This is an attempt at implementing a state-of-the-art compressed voxel data structure, as described in a number of papers ([PDFs] Kampe et al., 2013, Careil et al., 2020, Villanueva et al., 2017, et al.).

The file assets/torus.json is required to run the program in its current state. It is slightly to big to upload to github, and can be downloaded from here https://drububu.com/miscellaneous/voxelizer/?out=jso at maximum resolution.

Background

Voxels are a compelling method of storing geometry data in a 3d scene. Sparse Voxel structures improve the memory usage of storing voxel data by storing only present voxels, and otherwise treating every voxel as empty.

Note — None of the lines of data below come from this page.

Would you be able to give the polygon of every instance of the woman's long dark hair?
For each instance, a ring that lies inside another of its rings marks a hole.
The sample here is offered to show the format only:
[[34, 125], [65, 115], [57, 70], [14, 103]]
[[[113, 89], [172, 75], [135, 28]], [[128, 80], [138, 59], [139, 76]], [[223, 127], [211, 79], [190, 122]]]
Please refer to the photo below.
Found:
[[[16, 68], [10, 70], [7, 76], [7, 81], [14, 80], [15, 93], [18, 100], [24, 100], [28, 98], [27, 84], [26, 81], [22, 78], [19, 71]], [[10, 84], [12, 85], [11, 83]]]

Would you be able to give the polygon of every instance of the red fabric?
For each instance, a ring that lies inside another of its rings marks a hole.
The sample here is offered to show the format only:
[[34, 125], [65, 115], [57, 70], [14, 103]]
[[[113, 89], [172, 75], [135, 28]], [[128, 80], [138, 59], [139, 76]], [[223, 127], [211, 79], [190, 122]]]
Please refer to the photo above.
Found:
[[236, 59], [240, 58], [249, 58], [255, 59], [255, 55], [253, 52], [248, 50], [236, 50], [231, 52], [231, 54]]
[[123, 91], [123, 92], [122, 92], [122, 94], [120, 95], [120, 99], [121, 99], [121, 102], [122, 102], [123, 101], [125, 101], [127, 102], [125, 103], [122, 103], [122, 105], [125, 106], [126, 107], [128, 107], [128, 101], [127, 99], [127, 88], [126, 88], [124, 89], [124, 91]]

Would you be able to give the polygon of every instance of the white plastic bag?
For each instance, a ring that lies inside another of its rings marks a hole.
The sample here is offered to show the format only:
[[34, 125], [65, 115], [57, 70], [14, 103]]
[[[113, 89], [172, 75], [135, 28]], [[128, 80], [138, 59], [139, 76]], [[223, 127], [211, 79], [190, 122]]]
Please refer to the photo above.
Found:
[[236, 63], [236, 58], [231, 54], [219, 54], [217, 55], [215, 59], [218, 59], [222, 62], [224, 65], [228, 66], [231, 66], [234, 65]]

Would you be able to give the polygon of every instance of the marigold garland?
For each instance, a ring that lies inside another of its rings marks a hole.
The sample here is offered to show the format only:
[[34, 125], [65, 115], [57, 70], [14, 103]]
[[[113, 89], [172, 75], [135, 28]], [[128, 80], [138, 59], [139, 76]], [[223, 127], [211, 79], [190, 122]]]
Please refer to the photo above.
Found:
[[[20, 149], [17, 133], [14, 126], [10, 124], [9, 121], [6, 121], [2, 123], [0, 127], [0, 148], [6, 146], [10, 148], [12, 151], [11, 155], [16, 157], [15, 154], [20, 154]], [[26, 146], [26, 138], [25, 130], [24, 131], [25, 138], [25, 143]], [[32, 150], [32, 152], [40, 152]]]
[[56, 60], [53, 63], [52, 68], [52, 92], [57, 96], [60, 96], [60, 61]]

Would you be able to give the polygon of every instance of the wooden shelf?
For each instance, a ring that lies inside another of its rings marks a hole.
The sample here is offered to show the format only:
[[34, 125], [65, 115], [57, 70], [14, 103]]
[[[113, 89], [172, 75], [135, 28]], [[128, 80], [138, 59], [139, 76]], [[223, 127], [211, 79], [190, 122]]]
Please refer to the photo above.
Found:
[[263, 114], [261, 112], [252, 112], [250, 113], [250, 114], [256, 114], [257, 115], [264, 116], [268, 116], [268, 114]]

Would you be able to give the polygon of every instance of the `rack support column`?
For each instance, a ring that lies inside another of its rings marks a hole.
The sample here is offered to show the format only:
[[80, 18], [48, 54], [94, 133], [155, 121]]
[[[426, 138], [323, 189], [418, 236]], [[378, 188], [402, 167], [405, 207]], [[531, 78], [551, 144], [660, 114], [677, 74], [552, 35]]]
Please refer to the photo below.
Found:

One such structure is a Sparse Voxel Octree (binary tree with 8 children at each node), which repeatedly divides a space into 8 octants (ie. 3d quadrants). Octrees also naturally provide level-of-detail benefits, because each higher layer in the tree represents 8x as many voxels, and meta-information about that set of voxels can be used to skip descending into the tree.

A Sparse Voxel Directed Acyclic Graph (SVDAG) further reduces memory usage by recursively deduping layers and storing pointers to only one instance of a leaf or node. A Symmetric SVDAG reduces memory even further by storing 3 bits of reflection data at each node, and storing only one instance of data reflected across the X-, Y-, and/or Z-axis. This can result in very impressive compression ratios, in the neighborhood of 10 voxels per bit.

Implementation Details

I have achieved a substantially less impressive 0.75 voxels per byte, though that is likely because I am only compressing millions of voxels, instead of the billions in these papers. I am also wasting considerable data that I will eventually use for material information and additional compression.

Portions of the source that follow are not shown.